Spiritual Fruitfulness

“(That you may) walk worthy of the Lord, fully pleasing Him,

being fruitful in every good work and increasing in the knowledge of God.”  Colossians 1:10 (NKJ)

The symbols of Thanksgiving are inescapable as we prepare for yet another holiday with friends and family.  We long for the traditional turkey, baked to a golden brown with its legs trussed in white.  The children make paper turkeys with the outline of their hand; the thumb is positioned perfectly as the turkey’s head, complete with a red wattle hanging beneath its neck.
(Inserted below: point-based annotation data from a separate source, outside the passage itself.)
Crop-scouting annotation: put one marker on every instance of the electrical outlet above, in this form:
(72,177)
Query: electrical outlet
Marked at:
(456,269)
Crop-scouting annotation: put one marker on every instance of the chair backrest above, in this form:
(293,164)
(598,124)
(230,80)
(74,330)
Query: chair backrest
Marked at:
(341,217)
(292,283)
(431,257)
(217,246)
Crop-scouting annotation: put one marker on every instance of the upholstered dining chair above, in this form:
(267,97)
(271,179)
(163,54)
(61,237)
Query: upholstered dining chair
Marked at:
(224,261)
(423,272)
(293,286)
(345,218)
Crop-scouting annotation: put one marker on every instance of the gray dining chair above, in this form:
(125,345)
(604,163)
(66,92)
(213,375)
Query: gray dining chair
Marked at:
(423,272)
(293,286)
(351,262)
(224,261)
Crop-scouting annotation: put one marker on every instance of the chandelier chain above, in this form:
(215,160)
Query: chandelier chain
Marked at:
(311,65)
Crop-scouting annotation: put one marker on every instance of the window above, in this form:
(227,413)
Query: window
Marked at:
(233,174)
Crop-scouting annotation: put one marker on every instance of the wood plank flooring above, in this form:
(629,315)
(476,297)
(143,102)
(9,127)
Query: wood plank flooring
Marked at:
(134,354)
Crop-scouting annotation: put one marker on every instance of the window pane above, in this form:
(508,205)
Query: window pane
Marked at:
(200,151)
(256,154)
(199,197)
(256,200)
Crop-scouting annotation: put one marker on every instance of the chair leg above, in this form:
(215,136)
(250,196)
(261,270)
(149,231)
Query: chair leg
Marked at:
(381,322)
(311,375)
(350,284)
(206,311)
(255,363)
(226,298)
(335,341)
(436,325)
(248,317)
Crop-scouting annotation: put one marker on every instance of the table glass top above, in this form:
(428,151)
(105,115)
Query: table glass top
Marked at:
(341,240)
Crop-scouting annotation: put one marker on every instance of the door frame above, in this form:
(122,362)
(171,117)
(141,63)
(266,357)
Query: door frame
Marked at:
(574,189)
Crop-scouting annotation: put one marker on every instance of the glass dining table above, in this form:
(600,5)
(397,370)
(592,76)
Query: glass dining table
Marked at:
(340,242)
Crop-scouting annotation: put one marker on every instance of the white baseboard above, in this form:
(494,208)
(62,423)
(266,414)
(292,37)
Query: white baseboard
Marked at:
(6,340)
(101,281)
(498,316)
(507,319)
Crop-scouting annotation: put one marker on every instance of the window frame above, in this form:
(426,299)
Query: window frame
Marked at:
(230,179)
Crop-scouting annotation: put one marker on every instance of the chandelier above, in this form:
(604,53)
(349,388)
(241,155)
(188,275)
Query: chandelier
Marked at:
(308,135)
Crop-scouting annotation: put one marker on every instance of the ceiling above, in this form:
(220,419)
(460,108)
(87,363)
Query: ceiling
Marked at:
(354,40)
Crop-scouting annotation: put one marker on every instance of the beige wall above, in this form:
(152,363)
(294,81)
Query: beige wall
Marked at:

My favorite representation of Thanksgiving, however, is the plenteous cornucopia, bursting forth with ripened fruit from its wide and ample opening.  It is this image of Thanksgiving that has caused me to evaluate my own personal fruitfulness.  Since I have been “rooted and built up in Him” (Col. 2:7), am I bringing forth fruit pleasing to Him?  More importantly, what does spiritual fruitfulness look like?

Fruit (the product of fruitfulness) is used metaphorically of work or deeds (Eph. 2:10; Phil. 1:11; 2 Pet. 1:8).  While works are evidence of Christian activity, it does not always tell the whole story.  Jesus’ teachings often encouraged listeners to look beyond what they could see with their physical eyes and to examine the motives and intentions behind the deeds (Matthew 7:16-20).

“You will know them by their fruits. Do men gather grapes from thorn bushes or figs from thistles?  Even so, every good tree bears good fruit, but a bad tree bears bad fruit.  A good tree cannot bear bad fruit, nor can a bad tree bear good fruit.  Every tree that does not bear good fruit is cut down and thrown into the fire.  Therefore by their fruits you will know them.”

This view of fruit bearing was very intimidating to the religious establishment of Jesus’ day and still is to believers who gauge the quality of their “spiritual” fruit by calendars filled with church activities and hours dedicated to devotional activities.  Fruitfulness is not “busyness for the Lord” but “transformed living” resulting in the mind of Christ (Phil. 2:5).  Fruitfulness reflects the heart and mind of our beloved Lord and Savior, in whose image we are to be daily conformed (2 Cor. 3:18).

How do we become fruitful?  Fruitfulness begins and ends with the Chief Source of all life, God the Father through the presence of the Holy Spirit.  Fruitfulness is the visible expression of the Holy Spirit’s power working inwardly and visibly in the life of the believer.  The fruit of Spirit (Gal. 5:22-23) is not the result of impotent human efforts but is the supernatural power of the Holy Spirit being reflected in our lives as we divest control of our mind, will, and emotions to Him.

Our role in developing spiritual fruit is to abide in Christ.  To abide means to “tarry and remain”. As we abide, we listen for His voice, we obey His instruction, and we serve at His pleasure.  Jesus is the True Vine.  Believers are His branches and therefore dependent on Him for spiritual nutrients which can only be provided by the Giver and Sustainer of life.  Without Him we, the branch, can bear no fruit (John 15:4-5).  If we successfully abide in Him, we produce “much fruit”.  As we produce much fruit, the Father is glorified (John 5:8).

We are Christ’s disciples and have been appointed to bear fruit (John 15:16).  This Thanksgiving is a great time to evaluate the fruit you are producing.  How does your garden grow?

 Good to the Last Byte…

Abiding requires believers to not only dedicate time alone with the Father but also practice the art of being in His presence continually.  Since Christ is with us continuously (in the presence of the indwelling Holy Spirit) practicing His presence must become an intentional act of abiding.